Начало >> Справка >> Неотложная помощь >> Диагностика и лечение неотложных состояний у детей
  • детская

Нейротоксикоз. Энцефалические реакции. Отек мозга - Диагностика и лечение неотложных состояний у детей

Оглавление
Диагностика и лечение неотложных состояний у детей
Нейротоксикоз. Энцефалические реакции. Отек мозга
Кишечный токсикоз с эксикозом
ОПН
Коматозные состояния

Нейротоксикоз — это генерализованная реакция ЦНС, являющаяся следствием воздействия микробов, токсинов, продуктов клеточного метаболизма. Причины: вирусные и вирусно-бактериальные инфекции респираторного тракта, гнойно-септические процессы стафилококковой и стрептококковой природы, клебсиелла, синегнойная палочка, протей. Способствуют развитию нейротоксикоза неблагоприятные антенатальные факторы: токсикоз беременности, родовые травмы, асфиксии в родах, недоношенность, рахит, диатезы.
Диагностика: быстро и бурно нейротоксикоз развивается у детей раннего возраста, что объясняется несовершенством регуляции мозгового кровообращения, повышенной проницаемостью сосудистой стенки, незрелостью ЦНС,
Выделяют три периода нейротоксикоза:

  1. Ирритативный (продромальный) — проявляется беспокойством, головной болью, рвотой, нарушением сна, гипертермией, повышением АД, тахипноэ, бледностью кожных покровов, тремором рук, гиперемией лица, вздрагиванием.
  2. Сопорозный (разгар) — заторможенность сознания, ослабление двигательной активности, амимия, симптомы ДВС-синдрома, температура 39-40 С, судороги.
  3. Коматозный — сознание отсутствует, арефлексия, мышечная гипотония, судороги, декомпенсация кровообращения, дыхательная недостаточность, угасание функций ЦНС и других систем организма, ацидоз, гибель ребенка.

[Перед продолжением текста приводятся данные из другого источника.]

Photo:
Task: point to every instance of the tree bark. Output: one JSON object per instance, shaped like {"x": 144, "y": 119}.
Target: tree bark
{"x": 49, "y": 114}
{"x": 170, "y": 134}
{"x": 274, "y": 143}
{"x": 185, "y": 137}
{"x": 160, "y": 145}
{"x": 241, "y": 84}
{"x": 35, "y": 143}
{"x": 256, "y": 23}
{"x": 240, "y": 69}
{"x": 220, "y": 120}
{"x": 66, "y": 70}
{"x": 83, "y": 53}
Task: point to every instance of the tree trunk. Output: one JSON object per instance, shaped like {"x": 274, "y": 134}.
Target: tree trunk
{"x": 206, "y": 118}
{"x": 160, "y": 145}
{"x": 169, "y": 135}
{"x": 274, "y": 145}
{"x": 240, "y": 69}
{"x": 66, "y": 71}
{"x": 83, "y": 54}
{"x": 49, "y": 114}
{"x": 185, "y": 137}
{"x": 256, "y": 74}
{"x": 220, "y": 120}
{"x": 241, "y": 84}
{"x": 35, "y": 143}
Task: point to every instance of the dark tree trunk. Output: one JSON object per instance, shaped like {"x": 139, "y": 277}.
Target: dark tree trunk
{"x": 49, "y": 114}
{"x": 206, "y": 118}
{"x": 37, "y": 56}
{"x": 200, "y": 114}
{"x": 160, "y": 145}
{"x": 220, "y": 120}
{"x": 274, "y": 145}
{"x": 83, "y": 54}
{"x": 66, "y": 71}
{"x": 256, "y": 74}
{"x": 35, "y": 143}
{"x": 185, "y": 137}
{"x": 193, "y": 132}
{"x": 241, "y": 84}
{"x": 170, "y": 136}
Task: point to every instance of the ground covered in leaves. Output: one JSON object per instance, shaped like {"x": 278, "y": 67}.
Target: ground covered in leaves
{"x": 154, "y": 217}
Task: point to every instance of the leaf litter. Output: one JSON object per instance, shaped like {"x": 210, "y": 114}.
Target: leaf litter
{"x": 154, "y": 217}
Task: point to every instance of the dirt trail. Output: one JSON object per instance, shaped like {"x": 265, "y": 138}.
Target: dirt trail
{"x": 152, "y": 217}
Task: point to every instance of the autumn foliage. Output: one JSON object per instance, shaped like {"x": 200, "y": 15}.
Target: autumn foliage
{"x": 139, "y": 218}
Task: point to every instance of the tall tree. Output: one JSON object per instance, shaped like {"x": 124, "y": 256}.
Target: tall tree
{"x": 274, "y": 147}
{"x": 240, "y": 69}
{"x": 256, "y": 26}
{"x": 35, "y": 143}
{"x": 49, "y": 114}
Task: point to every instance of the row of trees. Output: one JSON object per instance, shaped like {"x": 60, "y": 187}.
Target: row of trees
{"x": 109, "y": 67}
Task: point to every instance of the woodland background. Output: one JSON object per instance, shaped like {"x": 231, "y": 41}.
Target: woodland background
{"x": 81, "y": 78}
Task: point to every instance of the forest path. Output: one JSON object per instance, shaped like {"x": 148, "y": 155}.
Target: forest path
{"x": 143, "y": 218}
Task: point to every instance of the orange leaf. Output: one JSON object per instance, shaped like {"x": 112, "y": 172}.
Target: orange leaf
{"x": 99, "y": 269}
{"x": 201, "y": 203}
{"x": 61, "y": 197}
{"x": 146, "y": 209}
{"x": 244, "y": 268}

Более легкими вариантами нейротоксикоза являются гипертермический и гипервентиляционный, которые отражают поражение терморегуляторного и дыхательного центров.
Гипертермия у некоторых больных является ведущим синдромом. При расстройстве кровообращения I ст. гипертермия поддается жаропонижающей терапии. Злокачественная гипертермия (40-40,5 С), не поддающаяся жаропонижающим препаратам, указывает на набухание и отек мозга; больной часто в коме, отмечается децеребральная ригидность, нарушение кровообращения ΙΙ-IIΙ ст. При такой гипертермии имеет место токсическая энцефалопатия.
Гипервентиляционный синдром редко является самостоятельным, чаще имеет место сочетание его с другими, более тяжелыми нарушениями. В легких при этом часто отсутствуют аускультативные изменения, а одышка (нарушение ритма дыхания с участием вспомогательной мускулатуры) является следствием токсического дыхания, гипервентиляционный, и гипертермический синдромы часто встречаются одновременно.
Опорными пунктами для постановки диагноза нейротоксикоз являются:

  1. Различная степень неврологических расстройств в сочетании с симптомами поражения других органов (легкие, печень, почки, миокард).
  2. Недостаточность периферического кровообращения.
  3. Стойкая, плохо поддающаяся терапии гипертермия.
  4. Обратное развитие неврологической симптоматики тесно связано с ликвидацией расстройств периферической гемодинамики.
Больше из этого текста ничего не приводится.